Von Jens Flottau, Frankfurt

Die Art und Weise, wie die Lufthansa ihre Hauptversammlung abhielt, erinnerte stark an die dunkelsten Tage der Corona-Pandemie. Ein paar Leute sitzen in einem großen Raum und in angemessenem Abstand vor einer Kamera und sprechen zu einem irgendwo zugeschalteten Publikum. Die Fluggesellschaft führte selbst quasi das Gegenteil von Reisen vor. Als die Hauptversammlung geplant wurde, sei das Risiko einer Präsenzveranstaltung noch zu hoch gewesen, sagte Konzernchef Carsten Spohr.

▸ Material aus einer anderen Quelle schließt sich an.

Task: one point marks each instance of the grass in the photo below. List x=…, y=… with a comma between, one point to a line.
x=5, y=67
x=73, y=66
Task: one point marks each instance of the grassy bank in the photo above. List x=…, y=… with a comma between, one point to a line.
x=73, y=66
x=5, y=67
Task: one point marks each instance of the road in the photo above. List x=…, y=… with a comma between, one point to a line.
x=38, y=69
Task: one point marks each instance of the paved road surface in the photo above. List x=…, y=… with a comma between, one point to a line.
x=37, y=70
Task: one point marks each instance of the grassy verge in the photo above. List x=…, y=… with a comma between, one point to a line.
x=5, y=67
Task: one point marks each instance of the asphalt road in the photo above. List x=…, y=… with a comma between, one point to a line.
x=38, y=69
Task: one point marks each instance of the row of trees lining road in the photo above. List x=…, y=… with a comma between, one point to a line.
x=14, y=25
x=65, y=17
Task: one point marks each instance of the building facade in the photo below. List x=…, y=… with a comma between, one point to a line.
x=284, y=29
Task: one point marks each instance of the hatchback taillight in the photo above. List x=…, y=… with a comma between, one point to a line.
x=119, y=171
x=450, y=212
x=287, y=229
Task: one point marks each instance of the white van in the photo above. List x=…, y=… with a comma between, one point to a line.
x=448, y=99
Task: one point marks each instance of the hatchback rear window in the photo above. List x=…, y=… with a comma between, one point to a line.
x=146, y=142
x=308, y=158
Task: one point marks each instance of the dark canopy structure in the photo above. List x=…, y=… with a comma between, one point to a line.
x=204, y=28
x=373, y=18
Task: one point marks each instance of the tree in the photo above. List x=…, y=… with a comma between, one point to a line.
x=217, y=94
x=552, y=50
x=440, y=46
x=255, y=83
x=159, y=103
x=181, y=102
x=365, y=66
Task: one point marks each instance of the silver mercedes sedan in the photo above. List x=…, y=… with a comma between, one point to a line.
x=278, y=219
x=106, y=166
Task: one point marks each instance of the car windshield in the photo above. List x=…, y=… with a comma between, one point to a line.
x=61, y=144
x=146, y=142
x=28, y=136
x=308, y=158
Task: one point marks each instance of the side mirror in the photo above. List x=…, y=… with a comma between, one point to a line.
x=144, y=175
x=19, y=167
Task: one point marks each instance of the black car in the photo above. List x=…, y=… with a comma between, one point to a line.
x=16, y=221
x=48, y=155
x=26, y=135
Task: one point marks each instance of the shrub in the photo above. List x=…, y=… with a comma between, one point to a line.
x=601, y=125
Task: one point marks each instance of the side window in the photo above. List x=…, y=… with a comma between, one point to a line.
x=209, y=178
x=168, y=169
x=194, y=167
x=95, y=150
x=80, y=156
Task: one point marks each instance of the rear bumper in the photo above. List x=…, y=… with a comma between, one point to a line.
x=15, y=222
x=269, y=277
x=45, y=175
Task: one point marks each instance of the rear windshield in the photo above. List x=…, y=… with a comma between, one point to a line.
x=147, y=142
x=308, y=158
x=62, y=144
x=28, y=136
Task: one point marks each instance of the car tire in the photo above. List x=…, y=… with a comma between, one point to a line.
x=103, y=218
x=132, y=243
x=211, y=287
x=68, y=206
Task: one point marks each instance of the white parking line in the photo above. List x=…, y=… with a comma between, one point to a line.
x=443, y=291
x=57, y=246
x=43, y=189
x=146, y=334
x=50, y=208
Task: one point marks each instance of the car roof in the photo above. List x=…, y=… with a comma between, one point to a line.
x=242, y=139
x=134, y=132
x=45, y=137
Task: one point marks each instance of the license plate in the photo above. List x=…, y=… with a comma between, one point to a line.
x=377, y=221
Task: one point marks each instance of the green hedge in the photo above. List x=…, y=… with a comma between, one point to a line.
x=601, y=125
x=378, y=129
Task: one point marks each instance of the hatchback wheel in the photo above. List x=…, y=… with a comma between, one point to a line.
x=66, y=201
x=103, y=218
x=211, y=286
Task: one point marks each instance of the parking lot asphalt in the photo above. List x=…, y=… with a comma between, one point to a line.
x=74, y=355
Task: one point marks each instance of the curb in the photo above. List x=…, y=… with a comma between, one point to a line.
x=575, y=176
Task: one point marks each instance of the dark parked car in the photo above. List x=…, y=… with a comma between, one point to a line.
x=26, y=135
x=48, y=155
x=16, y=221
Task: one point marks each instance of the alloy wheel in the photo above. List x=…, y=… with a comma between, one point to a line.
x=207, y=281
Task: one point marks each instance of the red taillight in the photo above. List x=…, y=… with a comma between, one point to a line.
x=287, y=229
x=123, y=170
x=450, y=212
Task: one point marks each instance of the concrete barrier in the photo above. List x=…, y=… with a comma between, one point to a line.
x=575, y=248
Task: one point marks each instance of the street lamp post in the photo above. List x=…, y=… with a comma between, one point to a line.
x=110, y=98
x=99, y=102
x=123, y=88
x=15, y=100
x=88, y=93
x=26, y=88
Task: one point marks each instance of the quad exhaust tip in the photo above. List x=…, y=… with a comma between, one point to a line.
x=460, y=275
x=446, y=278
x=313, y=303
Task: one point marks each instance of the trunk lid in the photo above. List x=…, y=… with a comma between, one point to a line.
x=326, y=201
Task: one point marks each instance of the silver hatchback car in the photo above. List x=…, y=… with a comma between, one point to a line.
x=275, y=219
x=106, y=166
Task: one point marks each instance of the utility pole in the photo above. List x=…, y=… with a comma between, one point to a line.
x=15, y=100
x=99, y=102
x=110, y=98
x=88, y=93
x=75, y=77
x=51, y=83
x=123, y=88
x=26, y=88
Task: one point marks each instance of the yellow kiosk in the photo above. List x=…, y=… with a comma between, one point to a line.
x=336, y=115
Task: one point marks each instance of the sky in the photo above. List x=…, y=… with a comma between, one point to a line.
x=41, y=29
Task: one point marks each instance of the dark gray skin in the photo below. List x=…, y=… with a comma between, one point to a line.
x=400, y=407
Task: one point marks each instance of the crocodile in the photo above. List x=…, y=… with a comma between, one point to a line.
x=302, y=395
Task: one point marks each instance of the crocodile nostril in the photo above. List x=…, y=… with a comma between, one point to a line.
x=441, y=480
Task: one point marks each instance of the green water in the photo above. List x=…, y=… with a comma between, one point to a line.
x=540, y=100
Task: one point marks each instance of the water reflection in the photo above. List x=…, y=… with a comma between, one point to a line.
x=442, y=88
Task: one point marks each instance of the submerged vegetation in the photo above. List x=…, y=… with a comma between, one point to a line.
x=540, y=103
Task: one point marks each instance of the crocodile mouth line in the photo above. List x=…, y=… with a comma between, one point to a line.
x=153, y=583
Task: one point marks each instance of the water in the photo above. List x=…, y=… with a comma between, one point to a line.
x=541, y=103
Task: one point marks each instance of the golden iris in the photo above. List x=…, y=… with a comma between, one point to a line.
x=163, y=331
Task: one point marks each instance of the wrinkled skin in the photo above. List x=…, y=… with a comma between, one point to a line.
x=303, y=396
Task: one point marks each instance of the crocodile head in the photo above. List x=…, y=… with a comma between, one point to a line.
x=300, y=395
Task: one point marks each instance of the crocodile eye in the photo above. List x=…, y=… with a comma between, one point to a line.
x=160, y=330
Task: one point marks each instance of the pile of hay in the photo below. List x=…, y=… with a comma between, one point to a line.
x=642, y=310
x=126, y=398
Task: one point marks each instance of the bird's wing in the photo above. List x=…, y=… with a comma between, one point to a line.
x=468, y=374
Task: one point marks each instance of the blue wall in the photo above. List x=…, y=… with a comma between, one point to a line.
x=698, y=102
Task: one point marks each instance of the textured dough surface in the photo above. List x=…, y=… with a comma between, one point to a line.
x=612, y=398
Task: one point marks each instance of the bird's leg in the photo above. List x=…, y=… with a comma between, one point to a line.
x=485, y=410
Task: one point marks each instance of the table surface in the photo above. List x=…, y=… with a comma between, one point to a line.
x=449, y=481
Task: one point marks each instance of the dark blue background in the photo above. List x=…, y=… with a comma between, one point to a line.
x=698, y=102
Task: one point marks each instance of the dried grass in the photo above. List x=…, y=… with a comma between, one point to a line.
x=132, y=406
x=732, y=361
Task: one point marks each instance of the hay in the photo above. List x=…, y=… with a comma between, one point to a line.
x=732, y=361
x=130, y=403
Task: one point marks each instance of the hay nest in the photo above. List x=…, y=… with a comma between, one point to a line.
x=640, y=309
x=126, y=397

Wenn man die aktuellen Buchungszahlen betrachtet, dann wirkt so eine virtuelle Hauptversammlung erst recht wie ein Relikt aus der Vergangenheit. Denn die Lufthansa will die Corona-Pandemie nicht nur "mental hinter sich lassen", wie Spohr sagte, sondern kann dies wohl auch wirtschaftlich schneller erreichen, als die Konzernstrategen erhofft haben. Die Rückkehr zum Nachfrageniveau des Jahres 2019 erwarteten sie eigentlich für Mitte des Jahrzehnts, doch nun geht der Konzern davon aus, dass schon im kommenden Jahr das tiefe Tal überwunden sein könnte. Im laufenden Jahr wird die Kapazität auf 75 Prozent hochgefahren, entsprechend sind auch drei Viertel aller Flugzeuge wieder im Einsatz. Die Zielmarke für 2023 sind schon 95 Prozent.

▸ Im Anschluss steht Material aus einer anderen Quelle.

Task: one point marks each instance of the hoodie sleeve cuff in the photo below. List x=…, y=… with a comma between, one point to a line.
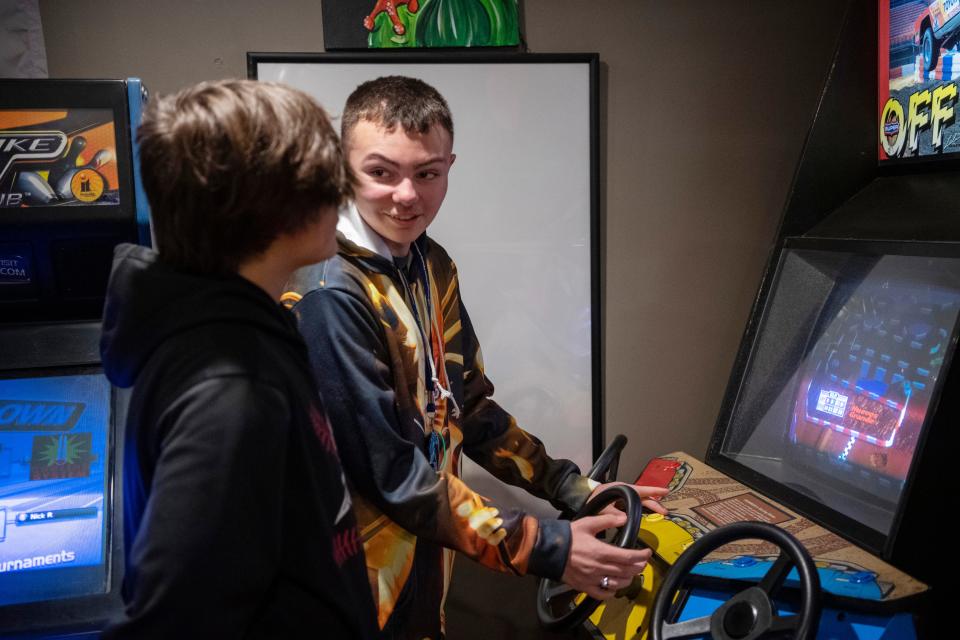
x=548, y=559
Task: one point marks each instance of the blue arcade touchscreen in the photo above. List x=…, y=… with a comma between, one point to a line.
x=54, y=514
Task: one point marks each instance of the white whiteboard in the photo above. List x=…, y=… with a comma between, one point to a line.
x=518, y=220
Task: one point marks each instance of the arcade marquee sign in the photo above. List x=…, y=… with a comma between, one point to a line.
x=919, y=71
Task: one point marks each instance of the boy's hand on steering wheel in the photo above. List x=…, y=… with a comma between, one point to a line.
x=595, y=567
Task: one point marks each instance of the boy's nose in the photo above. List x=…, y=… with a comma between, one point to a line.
x=405, y=192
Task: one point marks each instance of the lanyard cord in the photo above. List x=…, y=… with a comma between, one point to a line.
x=431, y=319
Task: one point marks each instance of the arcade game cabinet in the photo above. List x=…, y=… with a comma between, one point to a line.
x=822, y=507
x=68, y=195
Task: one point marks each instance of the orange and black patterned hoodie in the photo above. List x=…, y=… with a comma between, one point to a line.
x=403, y=414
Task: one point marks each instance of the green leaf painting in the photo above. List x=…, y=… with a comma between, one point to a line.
x=447, y=23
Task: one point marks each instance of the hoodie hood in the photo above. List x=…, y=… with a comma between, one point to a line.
x=149, y=302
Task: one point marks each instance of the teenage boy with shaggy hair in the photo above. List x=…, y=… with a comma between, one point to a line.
x=399, y=364
x=237, y=520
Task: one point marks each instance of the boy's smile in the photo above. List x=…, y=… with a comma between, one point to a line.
x=401, y=179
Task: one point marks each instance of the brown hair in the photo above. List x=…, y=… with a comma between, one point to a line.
x=392, y=100
x=229, y=166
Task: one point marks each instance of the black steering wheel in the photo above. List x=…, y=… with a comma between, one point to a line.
x=605, y=468
x=557, y=607
x=749, y=614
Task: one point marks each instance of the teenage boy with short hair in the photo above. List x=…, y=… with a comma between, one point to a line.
x=400, y=366
x=237, y=520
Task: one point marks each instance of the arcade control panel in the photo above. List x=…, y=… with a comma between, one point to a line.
x=864, y=597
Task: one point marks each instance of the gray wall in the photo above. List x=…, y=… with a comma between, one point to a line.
x=705, y=106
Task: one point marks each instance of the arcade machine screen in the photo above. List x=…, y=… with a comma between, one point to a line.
x=58, y=157
x=842, y=379
x=54, y=486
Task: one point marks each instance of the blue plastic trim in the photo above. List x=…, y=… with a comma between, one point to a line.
x=136, y=99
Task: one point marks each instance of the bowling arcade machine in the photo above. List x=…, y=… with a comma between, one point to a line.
x=68, y=194
x=822, y=507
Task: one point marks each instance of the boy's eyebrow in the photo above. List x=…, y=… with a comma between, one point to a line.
x=431, y=160
x=383, y=158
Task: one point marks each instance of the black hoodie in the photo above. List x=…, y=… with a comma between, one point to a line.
x=237, y=522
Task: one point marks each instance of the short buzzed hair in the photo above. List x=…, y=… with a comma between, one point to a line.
x=396, y=100
x=229, y=166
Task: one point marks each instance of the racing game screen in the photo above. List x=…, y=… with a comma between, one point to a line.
x=58, y=158
x=54, y=438
x=845, y=367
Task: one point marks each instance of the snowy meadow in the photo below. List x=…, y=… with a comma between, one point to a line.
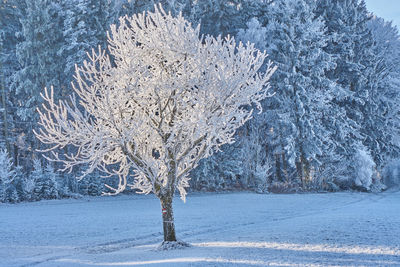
x=228, y=229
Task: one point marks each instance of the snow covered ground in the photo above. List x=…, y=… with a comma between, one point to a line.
x=239, y=229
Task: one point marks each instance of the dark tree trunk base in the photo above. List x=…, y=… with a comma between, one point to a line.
x=172, y=245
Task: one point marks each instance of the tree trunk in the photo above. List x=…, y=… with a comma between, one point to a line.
x=168, y=218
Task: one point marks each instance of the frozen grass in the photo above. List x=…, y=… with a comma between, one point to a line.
x=239, y=229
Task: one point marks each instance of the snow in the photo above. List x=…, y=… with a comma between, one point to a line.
x=240, y=229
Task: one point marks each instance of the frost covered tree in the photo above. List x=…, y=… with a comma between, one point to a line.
x=294, y=38
x=7, y=174
x=169, y=99
x=351, y=46
x=381, y=122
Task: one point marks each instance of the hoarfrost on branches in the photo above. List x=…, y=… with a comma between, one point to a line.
x=168, y=99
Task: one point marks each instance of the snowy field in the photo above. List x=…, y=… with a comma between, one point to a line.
x=232, y=229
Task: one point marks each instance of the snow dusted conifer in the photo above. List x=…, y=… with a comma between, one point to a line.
x=169, y=99
x=6, y=174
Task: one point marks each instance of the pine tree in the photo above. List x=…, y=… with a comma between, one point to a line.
x=295, y=40
x=7, y=175
x=40, y=66
x=351, y=47
x=381, y=124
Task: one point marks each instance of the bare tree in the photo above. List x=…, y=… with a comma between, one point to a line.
x=169, y=99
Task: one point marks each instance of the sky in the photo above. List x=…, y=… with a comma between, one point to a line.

"Die Menschen wollen fliegen", glaubt Spohr. Der kommende Sommer ist in Sachen Urlauber schon jetzt ein großer Erfolg, zumal viele Passagiere bereit sind, viel Geld für Flugtickets auszugeben und Premium Economy, Business oder sogar die First Class zu buchen. Langsam aber sicher kommen aber auch die Geschäftsreisenden zurück. Bislang liegt die Nachfrage in dem Segment noch bei 50 Prozent, am Jahresende werden es voraussichtlich 70 Prozent sein. Gleichzeitig hat sich Lufthansa aber vorgenommen, den Kohlendioxid-Ausstoß pro Passagierkilometer bis 2030 um 30 Prozent zu senken.

Gelingen soll das mit großen Investitionen in die Flotte, rund 2,5 Milliarden Euro jährlich. Spohr zufolge werden bis 2025 insgesamt 120 neue Flugzeuge ausgeliefert, bis 2030 mindestens 190. Am Vorabend der Hauptversammlung beschloss der Konzern, noch einmal nachzulegen: Lufthansa bestellte sieben zusätzliche Boeing 787-9, die mit dem Airbus A350 zu den derzeit effizientesten Langstreckenjets zählen, sowie zehn weitere Großraum-Frachter - drei Boeing 777F und sieben größere 777-8F.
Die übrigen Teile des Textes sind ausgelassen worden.